Mensen vergelijken zichzelf met degenen die beter zijn als ze willen dat inspiratie verbetert, en ze vergelijken zichzelf met degenen die slechter zijn als ze zich beter willen voelen over zichzelf.
Voorbeelden
Volgens Festinger vertrouwen mensen op deze vergelijkingen met andere mensen om hun eigen capaciteiten, eigenschappen en houdingen nauwkeurig te beoordelen. In gevallen waarin uw vergelijkingen niet effectief zijn, kunt u in situaties terechtkomen die te moeilijk of te complex zijn voor uw huidige vaardigheidsniveaus.
Als je jezelf bijvoorbeeld vergelijkt met je vrienden, heb je misschien het gevoel dat je fysiek behoorlijk fit bent. U kunt zich dus aanmelden voor een marathon in de overtuiging dat u zonder problemen kunt finishen.
Wanneer de racedag aanbreekt, wordt u misschien omringd door mensen die veel atletischer zijn dan u en realiseert u zich dat uw aanvankelijke beoordeling van uw capaciteiten te optimistisch was. Wanneer we kunnen, kunnen we deze vergelijkingen in de praktijk testen.
Opwaartse vergelijking
Als u bijvoorbeeld uw vaardigheden als basketbalspeler wilt beoordelen, kunt u beginnen met het spelen van een spel met uw vrienden of oefenen met het schieten van vrije worpen.
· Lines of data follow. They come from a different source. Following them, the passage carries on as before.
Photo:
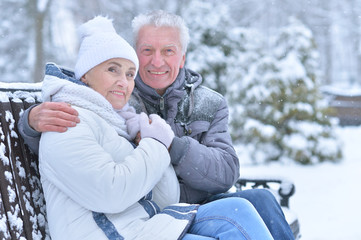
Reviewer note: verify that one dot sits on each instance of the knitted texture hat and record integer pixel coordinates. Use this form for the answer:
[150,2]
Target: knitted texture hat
[99,43]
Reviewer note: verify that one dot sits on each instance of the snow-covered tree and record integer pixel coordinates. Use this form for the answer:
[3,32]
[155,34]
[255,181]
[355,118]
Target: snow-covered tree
[211,46]
[278,112]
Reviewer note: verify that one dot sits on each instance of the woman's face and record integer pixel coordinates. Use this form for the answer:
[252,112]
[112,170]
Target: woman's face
[114,79]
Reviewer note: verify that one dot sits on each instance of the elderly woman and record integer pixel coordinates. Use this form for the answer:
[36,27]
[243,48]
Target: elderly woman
[100,185]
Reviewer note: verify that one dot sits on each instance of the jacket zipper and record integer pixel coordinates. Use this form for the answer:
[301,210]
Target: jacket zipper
[161,103]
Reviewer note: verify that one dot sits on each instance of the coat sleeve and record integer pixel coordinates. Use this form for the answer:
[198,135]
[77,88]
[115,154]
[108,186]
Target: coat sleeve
[167,190]
[31,137]
[208,165]
[80,167]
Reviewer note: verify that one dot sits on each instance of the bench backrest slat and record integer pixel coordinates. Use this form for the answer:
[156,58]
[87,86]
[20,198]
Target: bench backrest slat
[23,204]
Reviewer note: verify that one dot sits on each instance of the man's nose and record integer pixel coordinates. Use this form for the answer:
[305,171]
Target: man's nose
[122,80]
[157,59]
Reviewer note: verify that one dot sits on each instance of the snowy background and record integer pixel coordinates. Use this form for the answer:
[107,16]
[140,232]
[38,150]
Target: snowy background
[327,200]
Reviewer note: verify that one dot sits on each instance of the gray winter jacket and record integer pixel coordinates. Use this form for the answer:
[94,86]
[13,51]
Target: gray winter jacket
[202,153]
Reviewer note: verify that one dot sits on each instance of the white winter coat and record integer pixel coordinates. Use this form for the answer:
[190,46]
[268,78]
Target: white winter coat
[91,168]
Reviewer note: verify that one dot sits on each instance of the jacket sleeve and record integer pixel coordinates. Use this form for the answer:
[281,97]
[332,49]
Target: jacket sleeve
[31,137]
[80,167]
[167,190]
[209,165]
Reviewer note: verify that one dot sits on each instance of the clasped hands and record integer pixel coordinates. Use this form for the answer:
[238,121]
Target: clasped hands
[139,126]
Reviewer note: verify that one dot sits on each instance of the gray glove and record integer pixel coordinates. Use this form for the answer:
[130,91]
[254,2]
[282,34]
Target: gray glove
[155,127]
[132,121]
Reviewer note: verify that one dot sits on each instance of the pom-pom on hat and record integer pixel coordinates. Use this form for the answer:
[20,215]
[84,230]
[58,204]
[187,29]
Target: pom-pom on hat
[99,43]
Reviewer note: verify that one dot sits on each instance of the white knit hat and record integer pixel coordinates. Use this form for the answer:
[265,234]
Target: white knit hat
[99,43]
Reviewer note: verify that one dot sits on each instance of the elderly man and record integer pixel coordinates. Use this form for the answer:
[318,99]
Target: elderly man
[201,153]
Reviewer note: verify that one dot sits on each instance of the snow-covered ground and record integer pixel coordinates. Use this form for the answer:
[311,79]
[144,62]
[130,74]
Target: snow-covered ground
[327,200]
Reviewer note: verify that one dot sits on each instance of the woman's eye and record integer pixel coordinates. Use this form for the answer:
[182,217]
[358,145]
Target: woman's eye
[130,75]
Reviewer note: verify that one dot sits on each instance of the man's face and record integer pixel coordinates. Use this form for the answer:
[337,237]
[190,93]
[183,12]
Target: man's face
[160,56]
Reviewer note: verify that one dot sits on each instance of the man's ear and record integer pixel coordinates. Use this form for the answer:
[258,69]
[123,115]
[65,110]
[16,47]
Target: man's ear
[183,61]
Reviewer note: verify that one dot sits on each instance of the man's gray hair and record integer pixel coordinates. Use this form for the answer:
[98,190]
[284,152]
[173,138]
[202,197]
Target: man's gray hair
[160,18]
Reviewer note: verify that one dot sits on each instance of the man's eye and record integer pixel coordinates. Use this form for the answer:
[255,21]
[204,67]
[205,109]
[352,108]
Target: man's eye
[147,51]
[169,52]
[130,75]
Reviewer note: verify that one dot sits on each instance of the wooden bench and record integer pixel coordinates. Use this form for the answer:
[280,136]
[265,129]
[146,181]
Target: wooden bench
[22,203]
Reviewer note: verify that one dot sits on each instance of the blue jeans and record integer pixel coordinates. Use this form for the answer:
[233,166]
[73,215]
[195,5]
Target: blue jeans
[228,219]
[267,207]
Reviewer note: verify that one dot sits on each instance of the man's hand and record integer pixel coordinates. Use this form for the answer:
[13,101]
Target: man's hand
[53,116]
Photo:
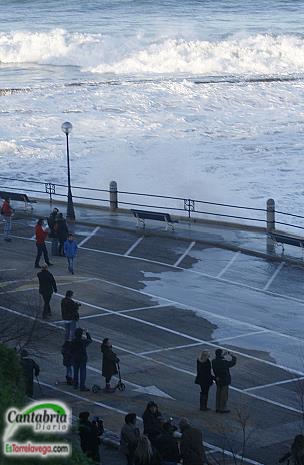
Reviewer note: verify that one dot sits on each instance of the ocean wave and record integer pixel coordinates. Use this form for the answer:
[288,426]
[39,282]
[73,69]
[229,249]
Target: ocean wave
[261,54]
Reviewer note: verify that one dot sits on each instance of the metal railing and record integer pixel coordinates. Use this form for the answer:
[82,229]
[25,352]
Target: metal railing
[181,206]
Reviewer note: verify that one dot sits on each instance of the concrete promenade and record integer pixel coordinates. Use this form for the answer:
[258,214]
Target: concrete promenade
[162,297]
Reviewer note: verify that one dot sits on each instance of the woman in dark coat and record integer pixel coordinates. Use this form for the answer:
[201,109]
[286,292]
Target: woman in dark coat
[62,232]
[109,363]
[153,422]
[204,378]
Als u eenmaal goed begrijpt waartoe u in staat bent, kunt u uw prestaties gaan vergelijken met andere mensen die u kent.
Je denkt misschien meteen aan een vriend die in het basketbalteam van zijn school speelt. Dit is een voorbeeld van opwaartse sociale vergelijking.
In vergelijking met hem zijn je prestaties lang niet zo bekwaam. In het begin voelt u zich misschien ontmoedigd door de kloof tussen uw vaardigheidsniveaus. Maar je realiseert je misschien ook dat je uiteindelijk een vergelijkbaar vaardigheidsniveau kunt bereiken met een beetje oefening. In dit geval kan de opwaartse sociale vergelijking u meer gemotiveerd maken om uw capaciteiten te verbeteren.
Neerwaartse vergelijking
Je zou je vaardigheden dan kunnen vergelijken met een vriend die geen mand kon maken om zijn leven te redden. Ter vergelijking: uw prestaties zijn veel beter.
Dit is een voorbeeld van neerwaartse sociale vergelijking. In dit geval zorgt het observeren van de slechte vaardigheden van je vriend ervoor dat je je zelfs nog beter voelt over je eigen capaciteiten.
Sommige vergelijkingen kunnen ervoor zorgen dat u zich ontoereikend voelt en minder snel een doel nastreeft, terwijl andere u vertrouwen geven en uw zelfrespect vergroten.
Een woord van Verywell
Sociale vergelijking speelt niet alleen een rol in de oordelen die mensen over zichzelf vellen, maar ook in de manier waarop mensen zich gedragen. Als u uzelf met anderen vergelijkt, overweeg dan hoe zowel opwaartse als neerwaartse sociale vergelijking uw zelfvertrouwen, vertrouwen, motivatie en houding kan beïnvloeden, en pas op voor negatieve gevoelens die als gevolg van dit proces naar voren kunnen komen.